Accountability is not only the responsibility of the Incident Commander, but also every member of the agency. Yes, it is the responsibility of those in charge to set the policies and to see that these policies are implemented. But it is up to each and every one of us to ensure that these policies are followed every time.
It is not very difficult to convince a Chief that he should be using accountability. It is a different story to convince every member of the department of this. It should be as simple as the leadership to saying, "This is the way we are going to do it," and then put it into the SOG which should be the end of it. Unfortunately we all know that is not the case. All too often I hear the excuse that we are just volunteers. My answer to that is yes, you are a volunteer. You volunteered to walk through the door to join. If you want to be a member of this organization, you must abide by the rules and procedures set forth by this organization. End of story.
In my experience with accountability I have seen it do many things for the agencies I have worked with. First of all, everything is done in teams. When you are put on a team you are part of that team for the entire incident. No more freelancing! It is a proven fact that freelancing kills firefighters.
If one member of the team needs air, the whole team goes for air not just that person. I feel that this is a common sense issue. We tell our children at a very young age that they are not to go swimming without a partner so why in the world would we even think about entering one of the most dangerous environments we as human beings could produce, alone?
A team can consist of as little as two members and we suggest that it not exceed six because of the span of control issue. In my experience I believe that teams of two or three work the best. If you need a larger team, it is a lot easier to combine two smaller teams than to make a larger one because once you are part of a team, you should not split that team, unless command determines the need.
There are situations when teams will be split, i.e. if a member must leave the scene or if someone gets hurt. This must be done through command and accountability. If you make a team of six, you now have a team of six for the entire incident. If you combine two teams of three, once you complete your assignment you still have two three-man teams.
These teams are made up to suit the job that they will be performing, not to forget that the team members must be qualified to do the job. In the ABBET-RIT organization, we have adopted a set of "qualification stickers" that are placed in a predetermined location on the helmet to assist in this. These stickers are issued by the chief only after the firefighter receives the proper training and proves at in-house training that they can do the job.

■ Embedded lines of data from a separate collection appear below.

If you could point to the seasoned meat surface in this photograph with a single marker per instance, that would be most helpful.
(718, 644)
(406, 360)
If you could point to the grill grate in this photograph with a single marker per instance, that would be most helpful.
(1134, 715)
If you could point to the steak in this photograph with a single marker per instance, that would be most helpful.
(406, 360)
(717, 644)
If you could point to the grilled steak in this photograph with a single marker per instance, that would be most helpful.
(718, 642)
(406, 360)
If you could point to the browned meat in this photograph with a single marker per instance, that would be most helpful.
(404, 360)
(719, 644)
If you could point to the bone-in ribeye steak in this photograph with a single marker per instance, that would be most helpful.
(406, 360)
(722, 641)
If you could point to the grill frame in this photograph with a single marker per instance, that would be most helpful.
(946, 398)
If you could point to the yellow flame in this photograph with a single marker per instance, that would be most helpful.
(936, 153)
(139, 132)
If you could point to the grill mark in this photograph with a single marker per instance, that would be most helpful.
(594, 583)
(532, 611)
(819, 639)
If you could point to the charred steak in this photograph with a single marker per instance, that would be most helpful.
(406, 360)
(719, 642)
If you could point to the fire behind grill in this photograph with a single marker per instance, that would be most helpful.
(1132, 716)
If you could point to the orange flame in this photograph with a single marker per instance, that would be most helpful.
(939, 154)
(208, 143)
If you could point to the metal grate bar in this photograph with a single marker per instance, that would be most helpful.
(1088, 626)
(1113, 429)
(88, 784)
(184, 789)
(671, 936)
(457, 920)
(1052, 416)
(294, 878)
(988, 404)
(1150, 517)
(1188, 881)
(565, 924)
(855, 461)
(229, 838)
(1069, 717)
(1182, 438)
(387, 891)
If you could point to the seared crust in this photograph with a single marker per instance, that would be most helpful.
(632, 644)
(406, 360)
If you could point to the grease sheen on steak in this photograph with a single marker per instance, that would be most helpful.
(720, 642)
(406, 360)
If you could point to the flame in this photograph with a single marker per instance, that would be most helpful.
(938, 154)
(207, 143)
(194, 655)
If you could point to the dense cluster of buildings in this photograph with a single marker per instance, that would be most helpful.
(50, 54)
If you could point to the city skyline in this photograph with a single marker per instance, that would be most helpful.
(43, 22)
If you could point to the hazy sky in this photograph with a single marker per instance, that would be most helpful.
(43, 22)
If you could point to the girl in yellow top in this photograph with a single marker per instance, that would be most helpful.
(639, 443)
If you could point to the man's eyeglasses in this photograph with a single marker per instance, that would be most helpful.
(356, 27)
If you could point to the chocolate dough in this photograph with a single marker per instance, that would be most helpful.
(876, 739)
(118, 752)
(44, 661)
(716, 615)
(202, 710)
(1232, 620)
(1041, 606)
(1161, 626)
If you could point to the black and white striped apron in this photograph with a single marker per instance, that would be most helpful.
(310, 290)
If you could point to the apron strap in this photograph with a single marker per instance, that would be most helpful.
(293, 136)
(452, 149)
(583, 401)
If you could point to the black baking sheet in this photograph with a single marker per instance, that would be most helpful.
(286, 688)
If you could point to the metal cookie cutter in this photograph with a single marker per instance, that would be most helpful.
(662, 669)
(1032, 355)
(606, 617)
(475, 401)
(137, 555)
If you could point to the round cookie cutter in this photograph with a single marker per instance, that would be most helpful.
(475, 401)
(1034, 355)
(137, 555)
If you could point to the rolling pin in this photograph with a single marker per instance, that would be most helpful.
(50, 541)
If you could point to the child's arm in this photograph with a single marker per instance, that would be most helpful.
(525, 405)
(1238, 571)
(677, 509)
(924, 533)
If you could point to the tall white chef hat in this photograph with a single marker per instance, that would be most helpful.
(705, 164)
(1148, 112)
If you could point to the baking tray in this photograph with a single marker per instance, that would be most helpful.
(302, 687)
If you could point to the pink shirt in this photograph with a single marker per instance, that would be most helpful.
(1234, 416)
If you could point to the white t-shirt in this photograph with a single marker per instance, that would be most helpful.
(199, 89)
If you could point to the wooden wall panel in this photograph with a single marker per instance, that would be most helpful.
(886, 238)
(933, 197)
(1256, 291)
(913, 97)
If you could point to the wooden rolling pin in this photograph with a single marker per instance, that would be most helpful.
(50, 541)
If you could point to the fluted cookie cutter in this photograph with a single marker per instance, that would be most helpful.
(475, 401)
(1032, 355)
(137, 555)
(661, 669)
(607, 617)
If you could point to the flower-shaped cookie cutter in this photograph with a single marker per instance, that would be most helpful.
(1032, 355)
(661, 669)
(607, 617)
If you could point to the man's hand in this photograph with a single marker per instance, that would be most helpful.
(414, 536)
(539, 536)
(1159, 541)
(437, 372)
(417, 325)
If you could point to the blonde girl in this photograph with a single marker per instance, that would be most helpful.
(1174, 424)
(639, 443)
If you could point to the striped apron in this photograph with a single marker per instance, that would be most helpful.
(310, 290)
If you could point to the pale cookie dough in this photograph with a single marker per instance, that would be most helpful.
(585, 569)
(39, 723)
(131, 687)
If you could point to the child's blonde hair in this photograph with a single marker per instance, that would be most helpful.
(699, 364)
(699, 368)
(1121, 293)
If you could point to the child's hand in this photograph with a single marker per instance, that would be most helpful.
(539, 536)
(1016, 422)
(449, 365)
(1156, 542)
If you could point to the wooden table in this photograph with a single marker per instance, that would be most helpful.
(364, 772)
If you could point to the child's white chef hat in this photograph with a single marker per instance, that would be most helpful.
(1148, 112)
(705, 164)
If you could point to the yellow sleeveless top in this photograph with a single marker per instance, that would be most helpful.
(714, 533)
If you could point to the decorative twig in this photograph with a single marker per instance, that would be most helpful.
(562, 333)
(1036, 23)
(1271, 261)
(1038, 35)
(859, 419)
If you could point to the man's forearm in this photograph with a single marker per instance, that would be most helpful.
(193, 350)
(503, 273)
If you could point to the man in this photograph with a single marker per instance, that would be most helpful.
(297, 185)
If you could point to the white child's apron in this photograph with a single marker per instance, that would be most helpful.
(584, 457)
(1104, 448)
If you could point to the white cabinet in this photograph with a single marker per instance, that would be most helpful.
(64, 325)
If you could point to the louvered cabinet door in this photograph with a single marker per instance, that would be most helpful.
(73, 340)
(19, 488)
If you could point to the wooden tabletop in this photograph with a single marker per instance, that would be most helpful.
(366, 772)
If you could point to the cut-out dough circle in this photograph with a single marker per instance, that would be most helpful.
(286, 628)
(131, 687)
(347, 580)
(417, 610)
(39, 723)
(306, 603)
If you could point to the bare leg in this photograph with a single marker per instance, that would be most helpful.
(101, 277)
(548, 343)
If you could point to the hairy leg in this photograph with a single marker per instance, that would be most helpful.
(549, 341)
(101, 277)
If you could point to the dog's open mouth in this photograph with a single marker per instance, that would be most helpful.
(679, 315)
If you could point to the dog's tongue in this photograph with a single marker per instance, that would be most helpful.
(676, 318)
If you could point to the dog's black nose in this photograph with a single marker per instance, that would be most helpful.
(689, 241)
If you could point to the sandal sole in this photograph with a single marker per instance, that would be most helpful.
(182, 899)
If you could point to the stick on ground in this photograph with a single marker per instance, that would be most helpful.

Unfortunately we all know that in some instances we can attend a class, sit in the back row and sleep. And when you leave you get a certificate for attendance. This in no way qualifies you to do the job. That is why we recommend that you prove that you can do the job. You would not want to put your biggest person on the roof of a burning structure to do ventilation, nor do you want all inexperienced people on the same team. A little discretion should be used when assembling teams.
Every team needs someone in charge of them. The "team leader "is responsible for keeping the team together. That means, if a team member starts to go off on their own, the team leader needs to get them back immediately to maintain team integrity. Also the team leader is to ensure that the team's assignment is carried out per command's instructions, as well as reporting any change of location.
It is also the team leader's responsibility to collect the team members' accountability tags to give them to the Accountability Officer (AO) who will give the team leader a team number tag with the team's assigned number on it. Now the accountability officer knows who is on that team.
We also recommend that the accountability tag contain the member's name, department, and some basic medical information such as medications, allergies and emergency contact. How many EMT's wish they had this basic information for every patient? If something should happen, this tag is given to the medical personnel to assist them.
These tags are exchanged at command where the IC and AO will be. While the team leader is getting his team tag from the AO and receiving information on the team's assignment, the rest of the team is getting the tools they will need to complete the assignment. For example, if the team will be on attack, they will get hand tools and the hose ready, or if they will be ventilating, the team will be getting a ladder, saw, pike pole, etc.
We have all taken classes and trained in-house to do this. We should not be standing around. Things should be ready to go when the team leader gets there.
We use a two-tag system. The second tag or team tag also goes to the team leader who will clip them to the numbered tag given to him by the AO, and clip them on himself. Now he has a record of his team members and his team number. The AO can now call Personnel Accountability Report (PAR) at timed intervals with the team leader. For example, "Team one, do you have PAR?". The team leader will now do a visual head count on his team, and report back whether he has PAR. We are now accounting for groups of individuals through the use of teams.
PAR checks should be performed in 15 - 30 min intervals, depending on the situation. Pump operators, and fire police are part of every PAR survey. They report via radio and are added to the board. How many of us check on these people? When would we find out that something has happened to them? They will be part of every PAR check now.
The team leader will report any change of location, be it moving to another floor, the air station, or rehab, etc. The tags stay with accountability and the teams stay together until the scene is cleared. I also keep track of types of air packs of the team members. When working with mutual aid, you could have different packs on the same team.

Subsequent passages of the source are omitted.